Most of the cases reported to FDA in FAERS did not provide sufficient detail to allow a full assessment of individual risk factors. However, the occurrence of these adverse events within one day of Lemtrada administration suggests an association. Although the etiology is unknown, the adverse events occurred within the same time frame as cytokine release syndrome, a systemic inflammatory response syndrome known to occur after Lemtrada administration and may contribute to these adverse events. Symptoms of cytokine release syndrome were reported in some patients, including cytokine storm in the patient who died of hemorrhagic stroke. However, in many cases, insufficient information was reported to determine whether cytokine release syndrome occurred together with stroke or arterial dissection.
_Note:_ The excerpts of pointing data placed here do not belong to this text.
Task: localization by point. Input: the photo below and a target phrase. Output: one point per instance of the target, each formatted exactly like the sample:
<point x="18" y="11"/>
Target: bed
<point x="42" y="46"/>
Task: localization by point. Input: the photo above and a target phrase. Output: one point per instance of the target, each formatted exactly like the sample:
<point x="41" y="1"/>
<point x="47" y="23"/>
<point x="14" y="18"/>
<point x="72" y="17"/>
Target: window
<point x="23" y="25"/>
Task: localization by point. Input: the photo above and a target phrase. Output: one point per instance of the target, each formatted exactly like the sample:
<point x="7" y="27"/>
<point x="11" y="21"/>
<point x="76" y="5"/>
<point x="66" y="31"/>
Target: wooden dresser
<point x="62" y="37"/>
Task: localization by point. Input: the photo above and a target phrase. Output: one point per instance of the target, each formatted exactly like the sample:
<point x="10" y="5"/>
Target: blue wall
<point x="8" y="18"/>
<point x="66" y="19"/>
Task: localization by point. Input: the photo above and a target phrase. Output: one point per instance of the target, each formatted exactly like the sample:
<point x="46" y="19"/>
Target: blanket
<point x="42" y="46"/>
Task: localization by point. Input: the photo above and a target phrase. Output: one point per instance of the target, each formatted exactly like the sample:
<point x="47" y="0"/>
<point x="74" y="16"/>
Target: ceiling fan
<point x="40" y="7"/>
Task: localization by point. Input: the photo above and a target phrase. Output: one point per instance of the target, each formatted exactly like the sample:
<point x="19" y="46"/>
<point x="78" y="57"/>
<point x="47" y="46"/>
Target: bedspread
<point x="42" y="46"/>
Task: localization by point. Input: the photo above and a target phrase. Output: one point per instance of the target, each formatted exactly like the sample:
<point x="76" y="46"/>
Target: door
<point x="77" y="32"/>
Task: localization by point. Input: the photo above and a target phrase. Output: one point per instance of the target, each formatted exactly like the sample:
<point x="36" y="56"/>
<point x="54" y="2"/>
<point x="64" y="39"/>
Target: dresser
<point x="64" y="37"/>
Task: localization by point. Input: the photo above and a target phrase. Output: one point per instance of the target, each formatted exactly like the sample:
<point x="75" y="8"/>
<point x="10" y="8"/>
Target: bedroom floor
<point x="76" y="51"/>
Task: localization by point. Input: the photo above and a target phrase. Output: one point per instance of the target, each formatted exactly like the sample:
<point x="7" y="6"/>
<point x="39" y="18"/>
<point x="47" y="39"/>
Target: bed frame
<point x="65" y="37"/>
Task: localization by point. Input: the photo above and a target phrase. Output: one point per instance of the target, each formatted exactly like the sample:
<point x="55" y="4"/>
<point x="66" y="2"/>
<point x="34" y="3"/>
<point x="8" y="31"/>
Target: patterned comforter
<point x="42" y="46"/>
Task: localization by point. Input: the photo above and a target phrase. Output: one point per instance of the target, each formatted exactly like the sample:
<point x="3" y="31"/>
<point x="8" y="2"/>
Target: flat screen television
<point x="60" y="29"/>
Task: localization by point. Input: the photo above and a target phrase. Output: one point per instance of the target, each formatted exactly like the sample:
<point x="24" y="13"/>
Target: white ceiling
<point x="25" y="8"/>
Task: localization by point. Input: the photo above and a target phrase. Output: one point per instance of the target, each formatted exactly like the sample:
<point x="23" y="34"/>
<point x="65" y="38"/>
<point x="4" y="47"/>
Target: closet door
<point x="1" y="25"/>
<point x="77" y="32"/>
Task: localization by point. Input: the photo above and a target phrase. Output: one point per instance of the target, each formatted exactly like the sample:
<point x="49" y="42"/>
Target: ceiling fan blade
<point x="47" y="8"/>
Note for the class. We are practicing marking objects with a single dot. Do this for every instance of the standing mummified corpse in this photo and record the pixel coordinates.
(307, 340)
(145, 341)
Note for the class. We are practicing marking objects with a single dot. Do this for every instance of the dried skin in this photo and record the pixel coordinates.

Cases of ischemic stroke and intracerebral hemorrhage have also been reported in patients treated with alemtuzumab under the brand name Campath for B-cell chronic lymphocytic leukemia and other leukemias or lymphomas. These cases either had potential contributing factors, including underlying risk factors and concomitant medications, or the reports were missing this information. For these reasons, a causal association between Campath and stroke in patients being treated for hematologic cancers could not be established.